First Impressions: While this was a valuable story about mistakes and working through them, I just kept thinking of how tremendously privileged these kids were. While they got a lot of flak from family for their screw-ups, they also kept getting second chances rarely provided to lower-class kids.

Title: The Scourge
Author: Jennifer A. Nielsen
Published: 2016
Source: Edelweiss

Summary: Ani and her best friend Weevil have been captured, tested positive for the dreaded Scourge, and sent to an island hospital colony. Even there, they're scorned for being River People, and given all the worst jobs.

But Ani is smart and savvy, and she knows something's not right. She's going to get herself and Weevil off this island and back home if it's the last thing she does.
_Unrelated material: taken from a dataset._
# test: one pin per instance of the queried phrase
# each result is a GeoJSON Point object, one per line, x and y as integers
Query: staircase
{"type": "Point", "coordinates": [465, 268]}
First Impressions: So I saw (most) of the twists coming from a mile away, but that's because I know tropes. I think kids might get a little more shock out of it. And Ani was pretty awesome.

Title: And I Darken
Author: Kierstan White
Published: 2016
Source: NetGalley

Summary: In 15th century Transylvania, Lada and Radu are the scorned children of a brutal king - Lada for her gender, Radu for his gentleness. Sent away to the Ottoman Empire as hostages to their father's good behavior, they grow up alongside the captivating Mehmed, the crown prince. As they do, they both find their way into their own identities.

But they'll never stop trying to prove themselves - to their father, to each other, and to themselves.

First Impressions: Very sprawling and epic in scope but it slowed down hard toward the end. Although this is the first in a series, I don't think I'll keep reading it.